How can America best help the world, though? Coolidge answered, “We want our America to continue an example and a demonstration that peace, harmony, cooperation and a truly national patriotic sentiment may be established and perpetuated on an American scale. We believe our first great service to the Old World will be in proving this.” Our example was to show how peace and strength come to nations by reinforcing liberty and shedding class differences. That example was to be done “on an American scale,” not a global scale. It was not ours to “Americanize” everyone else. It was up to the Old World to determine its own destiny. Yet, it would come by letting go of those long-cherished yet self-destructive habits. By proving this sentiment of peace, cooperation and patriotism, Coolidge continued, “we shall be doing the things that will best equip us, spiritually and materially, to give the most effective help toward relieving the suffering nations of the Old World.”

What was the best way for the individual immigrant to help the struggling nations of the world? It was not to throw money at the symptoms (hunger, poverty, war), while neglecting the causes: an institutionalized denial of forbearance, self-government and education. It was not to import the Old World’s “race prejudices and race hatreds into action here.” Transforming into the likeness of Old Europe would not work in America. “Bringing America down” would benefit no one and rectify nothing.

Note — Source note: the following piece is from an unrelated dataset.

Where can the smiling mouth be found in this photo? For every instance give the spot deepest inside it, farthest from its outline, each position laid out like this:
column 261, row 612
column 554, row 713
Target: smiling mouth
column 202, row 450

What was needed most, as Coolidge encouraged, was “devotion to religion.” To best help, an attachment to the faith of one’s fathers was crucial. America, and consequently the rest of the world, would be far weaker if allowed to drift away from the cultivation of religious faith. Coolidge fostered an environment where immigrants remembered their duty to God as well as man.

America sought to help everyone as the need arose. This policy was not offering to aid one and dispensing harm to another. Nor by hurting America would the world’s distress be alleviated. Instead, Coolidge declared, “We can be in a position to help only by unifying the American nation, building it up, making it strong, keeping it independent, using its inclination to help and its disinclination to injure. Those who cast in their lot with this country can be true to the land of their origin only by first being true to America.” It is then that the “genius of America” is at its finest,  reinforcing individual opportunity that thrives in rejection of Old World intolerance, despotism and ignorance.